As the US prepares to send 8,000 troops to southern Helmand from May, army chiefs believe the prime minister must give the go-ahead by mid-April for 2,000 extra British troops to be sent to the province in order to reap the maximum benefit from the US and UK operations.
At the Nato summit in Strasbourg at the weekend, Mr Brown agreed to send up to 900 UK troops to Afghanistan to help ensure security for the Afghan elections on August 20. These troops will be sent for a period of about three or four months, working alongside a number of European nations to provide election security.
But the despatch of the 900 troops has never been a controversial issue in Whitehall because they will only be in Afghanistan for a short time. Instead, debate has focused on army demands for a permanent boost of 2,000 troops – taking total UK force numbers in Afghanistan from 8,100 to 10,100 – with the Treasury retaliating that this would be too costly.
A senior defence official has told the Financial Times that a decision on whether to send the troops must be taken by Number 10 by the middle of this month. The urgency is driven by the fact that the UK would want to carry out its uplift at the same time as the US begins sending its extra forces to southern Helmand in May.

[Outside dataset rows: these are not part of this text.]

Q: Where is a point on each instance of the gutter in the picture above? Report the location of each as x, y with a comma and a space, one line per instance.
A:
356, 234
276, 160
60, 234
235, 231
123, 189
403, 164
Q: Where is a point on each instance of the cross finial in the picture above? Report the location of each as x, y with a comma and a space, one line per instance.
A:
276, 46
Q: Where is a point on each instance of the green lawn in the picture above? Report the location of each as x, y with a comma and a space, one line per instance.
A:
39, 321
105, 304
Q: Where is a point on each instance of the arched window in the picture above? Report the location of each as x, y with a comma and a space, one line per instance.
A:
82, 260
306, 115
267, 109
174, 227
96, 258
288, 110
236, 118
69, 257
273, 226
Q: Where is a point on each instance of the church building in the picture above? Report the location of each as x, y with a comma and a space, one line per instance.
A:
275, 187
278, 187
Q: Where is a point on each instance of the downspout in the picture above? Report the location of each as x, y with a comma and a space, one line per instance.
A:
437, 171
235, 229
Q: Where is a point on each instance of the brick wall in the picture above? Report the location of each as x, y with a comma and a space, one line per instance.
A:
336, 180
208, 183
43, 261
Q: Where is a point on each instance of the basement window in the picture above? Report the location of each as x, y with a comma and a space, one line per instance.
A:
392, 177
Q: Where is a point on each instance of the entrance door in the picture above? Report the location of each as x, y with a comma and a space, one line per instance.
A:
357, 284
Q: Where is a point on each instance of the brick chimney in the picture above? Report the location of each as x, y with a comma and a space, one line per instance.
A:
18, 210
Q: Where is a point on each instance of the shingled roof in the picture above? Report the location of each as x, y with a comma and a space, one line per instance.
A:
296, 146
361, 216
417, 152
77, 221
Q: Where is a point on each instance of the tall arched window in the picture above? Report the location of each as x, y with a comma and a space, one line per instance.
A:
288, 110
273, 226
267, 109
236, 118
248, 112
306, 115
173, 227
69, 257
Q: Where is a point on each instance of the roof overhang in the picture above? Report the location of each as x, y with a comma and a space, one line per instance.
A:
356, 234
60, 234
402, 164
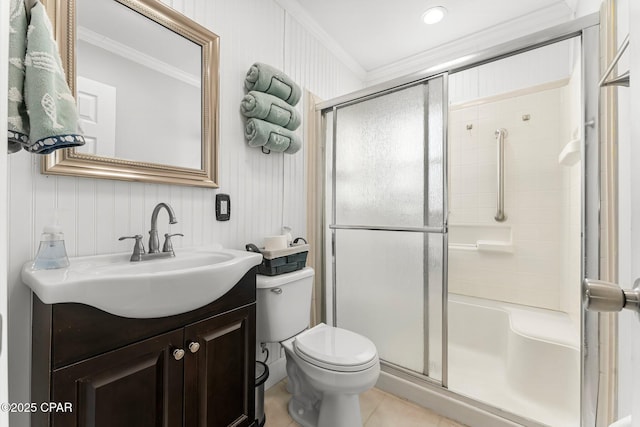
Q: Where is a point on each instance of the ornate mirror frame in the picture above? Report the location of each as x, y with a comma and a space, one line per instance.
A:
69, 162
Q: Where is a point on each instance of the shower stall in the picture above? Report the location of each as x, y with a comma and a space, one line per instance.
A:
455, 213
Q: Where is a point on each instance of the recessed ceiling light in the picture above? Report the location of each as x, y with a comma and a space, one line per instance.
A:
434, 15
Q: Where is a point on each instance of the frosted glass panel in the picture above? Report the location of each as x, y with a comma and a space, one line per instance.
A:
435, 153
380, 292
379, 156
435, 262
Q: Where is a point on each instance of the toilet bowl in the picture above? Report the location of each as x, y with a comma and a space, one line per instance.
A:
328, 367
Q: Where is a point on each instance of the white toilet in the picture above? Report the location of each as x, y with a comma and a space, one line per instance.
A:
327, 367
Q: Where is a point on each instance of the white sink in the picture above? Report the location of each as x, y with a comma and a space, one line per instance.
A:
145, 289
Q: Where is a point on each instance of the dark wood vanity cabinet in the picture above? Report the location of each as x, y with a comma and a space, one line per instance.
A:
114, 371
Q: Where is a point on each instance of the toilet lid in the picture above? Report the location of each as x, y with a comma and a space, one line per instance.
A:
336, 349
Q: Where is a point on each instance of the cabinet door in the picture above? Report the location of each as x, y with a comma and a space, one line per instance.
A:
138, 385
219, 375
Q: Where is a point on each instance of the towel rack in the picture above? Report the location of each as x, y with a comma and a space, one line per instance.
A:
624, 78
500, 136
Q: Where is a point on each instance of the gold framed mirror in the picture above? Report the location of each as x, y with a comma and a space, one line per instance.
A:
150, 74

John Hutton, the defence secretary, is said to back the army’s plan for an uplift and some in Whitehall suggest Mr Brown is not completely against the move. But the defence official says the Treasury is fighting the decision, which would cost £80m ($119m) plus the cost of equipment for the 2,000 troops.
The Treasury has become alarmed by the rising costs of the Afghanistan war. A source close to the prime minister said at the weekend that there was no urgency about the decision on permanent uplift. “You don’t get the impression that lights are flashing red in Number 10 on this,” said this person. “There is no sense that anything has to be decided before Easter.”

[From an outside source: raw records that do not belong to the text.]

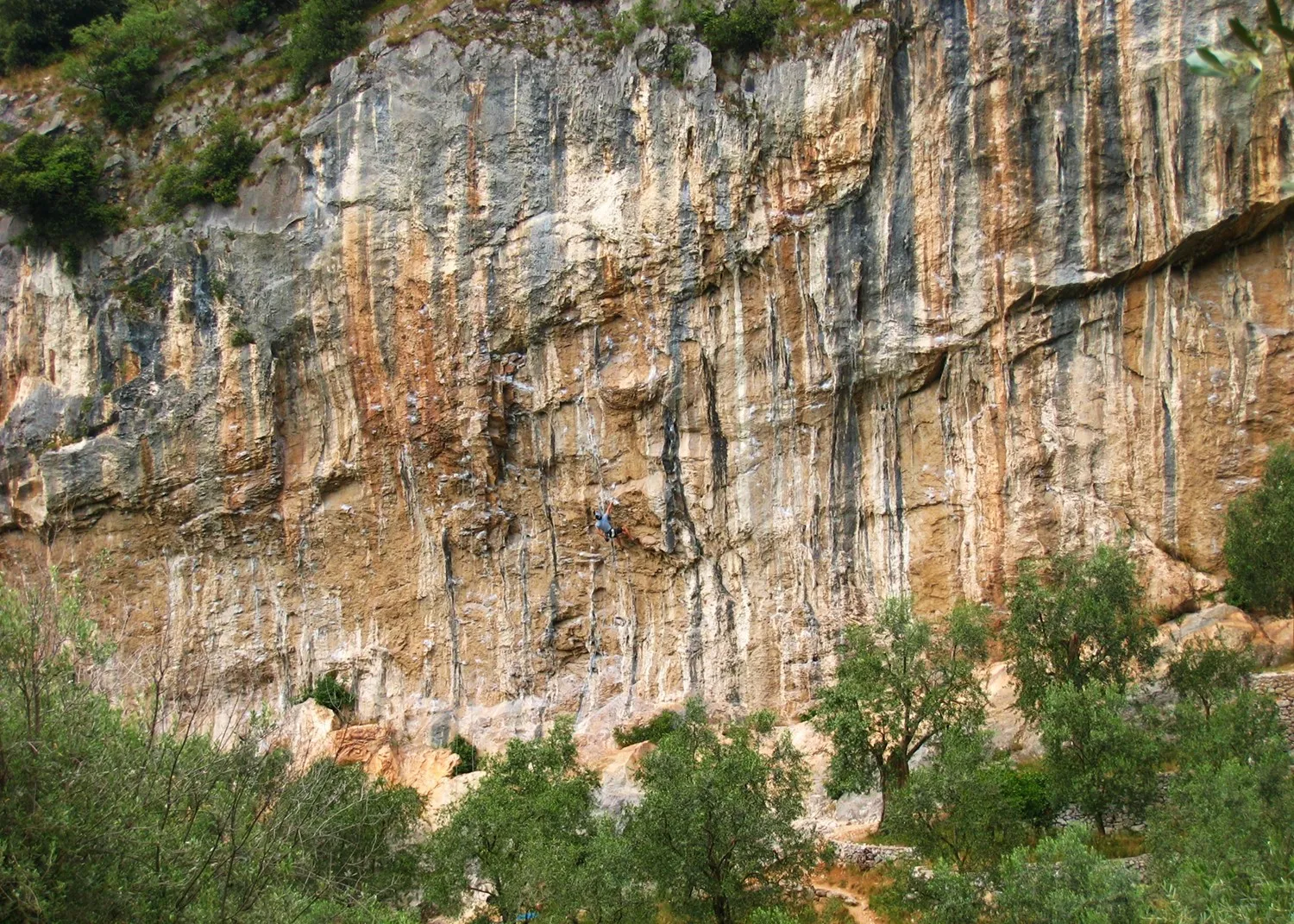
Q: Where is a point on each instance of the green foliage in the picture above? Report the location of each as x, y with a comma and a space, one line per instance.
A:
678, 56
34, 31
1099, 757
1060, 882
743, 26
108, 820
468, 757
119, 60
1208, 672
328, 690
324, 31
900, 685
716, 826
1029, 791
248, 16
1079, 623
941, 896
958, 808
1247, 727
1247, 65
519, 833
1258, 549
652, 730
1063, 880
53, 184
592, 879
217, 173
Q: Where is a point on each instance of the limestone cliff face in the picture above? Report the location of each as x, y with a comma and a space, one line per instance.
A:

Much of the pressure to approve the boost has come from the British army rather from the US, whose policy so far has not been to browbeat European governments into sending more troops.
British army chiefs believe the UK’s Task Force Helmand – numbering 5,000 troops – is having success in setting up development zones across the central Helmand belt, where ordinary Afghans can get on with their lives unimpeded by the Taliban.
But army chiefs believe the task force is stretched and that it would be able greatly to improve security if it got more boots on the ground in the province.